The Chancellor is understood to be considering a pay-per-mile tax for electric vehicles in this month’s Budget, in a move criticised by the automotive sector.
It could mean EV drivers pay 3p a mile in addition to other road taxes as a way to offset plummeting revenues from diesel and petrol vehicles as drivers switch to carbon zero options.
However, the SMMT said that while a new approach to motoring taxes was required, introducing a pay-per-mile tax now would be “entirely the wrong measure at the wrong time”.
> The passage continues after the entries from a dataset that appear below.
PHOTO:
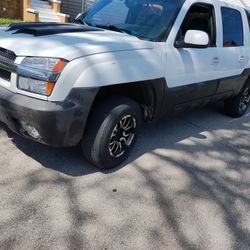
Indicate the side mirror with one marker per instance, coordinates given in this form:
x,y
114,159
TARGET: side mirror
x,y
194,39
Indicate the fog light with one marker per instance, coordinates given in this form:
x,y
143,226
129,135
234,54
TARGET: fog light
x,y
31,130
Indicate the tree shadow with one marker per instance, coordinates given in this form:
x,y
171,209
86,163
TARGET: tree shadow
x,y
160,134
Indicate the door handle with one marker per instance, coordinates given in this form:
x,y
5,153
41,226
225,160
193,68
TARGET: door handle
x,y
241,59
216,60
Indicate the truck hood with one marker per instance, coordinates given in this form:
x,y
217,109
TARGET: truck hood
x,y
65,42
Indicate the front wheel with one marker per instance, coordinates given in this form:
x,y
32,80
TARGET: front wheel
x,y
238,105
111,132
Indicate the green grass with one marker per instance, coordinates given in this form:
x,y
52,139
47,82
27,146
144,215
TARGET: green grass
x,y
5,21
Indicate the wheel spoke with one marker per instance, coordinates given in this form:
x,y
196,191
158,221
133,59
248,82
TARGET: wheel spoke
x,y
122,136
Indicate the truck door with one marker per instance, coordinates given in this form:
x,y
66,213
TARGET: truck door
x,y
192,73
233,53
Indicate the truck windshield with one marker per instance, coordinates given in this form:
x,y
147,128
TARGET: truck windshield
x,y
146,19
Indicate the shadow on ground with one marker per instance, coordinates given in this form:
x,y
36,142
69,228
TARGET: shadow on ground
x,y
185,186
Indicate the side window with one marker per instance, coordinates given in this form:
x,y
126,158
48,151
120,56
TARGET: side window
x,y
232,27
200,17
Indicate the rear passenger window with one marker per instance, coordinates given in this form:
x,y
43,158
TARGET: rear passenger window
x,y
232,27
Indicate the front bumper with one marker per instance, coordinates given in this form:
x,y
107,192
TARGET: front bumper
x,y
59,124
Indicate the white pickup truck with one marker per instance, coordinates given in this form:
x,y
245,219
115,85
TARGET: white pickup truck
x,y
122,63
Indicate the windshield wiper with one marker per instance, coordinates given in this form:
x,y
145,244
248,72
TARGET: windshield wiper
x,y
114,28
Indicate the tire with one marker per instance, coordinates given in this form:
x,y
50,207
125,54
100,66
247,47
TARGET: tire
x,y
238,105
111,132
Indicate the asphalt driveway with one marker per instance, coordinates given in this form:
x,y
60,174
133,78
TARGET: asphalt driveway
x,y
186,186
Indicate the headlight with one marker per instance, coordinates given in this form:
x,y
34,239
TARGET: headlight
x,y
40,67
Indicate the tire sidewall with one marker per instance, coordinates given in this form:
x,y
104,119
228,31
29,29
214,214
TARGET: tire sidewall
x,y
111,119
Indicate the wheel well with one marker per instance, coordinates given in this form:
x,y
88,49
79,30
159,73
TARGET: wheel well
x,y
141,92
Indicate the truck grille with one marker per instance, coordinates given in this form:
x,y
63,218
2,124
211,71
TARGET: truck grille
x,y
6,55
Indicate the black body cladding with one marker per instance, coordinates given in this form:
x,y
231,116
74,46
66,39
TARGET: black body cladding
x,y
45,29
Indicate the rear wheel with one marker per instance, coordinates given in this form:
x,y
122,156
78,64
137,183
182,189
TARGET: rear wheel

The motoring group said: “Introducing such a complex, costly regime that targets the very vehicles manufacturers are challenged to sell would be a strategic mistake – deterring consumers and further undermining industry’s ability to meet ZEV mandate targets, with significant ramifications for perceptions of the UK as a place to invest.
“A smarter, fair and future-ready taxation system requires a fundamental rethink – one that must be done in full partnership with the industry and other stakeholders.”
Polls suggest the public tends to support the idea; a YouGov survey out yesterday (6 November) found 43% either ‘strongly support’ or ‘somewhat support’ the idea, while 34% either ‘somewhat oppose’ or ‘strongly oppose’ it. Older people are more likely to favour an EV road tax than younger people.
James Court, head of policy at Octopus Electric Vehicles, said EV drivers should pay, but only at the right level and at the right time: “Now would be far too soon - EVs represent only 4% of cars on our roads and a tax would raise a minimal amount until this number is bigger,” he said.
“As we’ve seen in other countries, introducing a charge now would stifle the growth we’ve seen over the past years, and be self-defeating.
“What is needed is a considered plan for the best and fairest way for all road users to handle the change in vehicle mix over time.”
Meanwhile, polling conducted by the RHA found widespread public concern about the impact of any fuel duty increase on household budgets.
More than 80% of those polled believed a fuel duty rise would push up the cost of essentials such as food and medicine.
Eight in ten people polled also thought fuel duty should either stay the same or be reduced.
The RHA said its findings supported its pre-Budget research highlighting that a 5p fuel duty increase would impact the wider economy and remove almost £2bn from UK household budgets every year, totalling £7bn between now and 2029.
RHA MD Richard Smith said: “These new polling results confirm what we’ve been hearing as we travel the country. People understand that when transport costs rise, the prices of everyday essentials are hit hardest, with lower-income households feeling the impact most acutely.
“Many business and household budgets are stretched to breaking point, and it’s clear many share our concerns. We repeat our call on the Chancellor to keep the freeze on fuel duty.”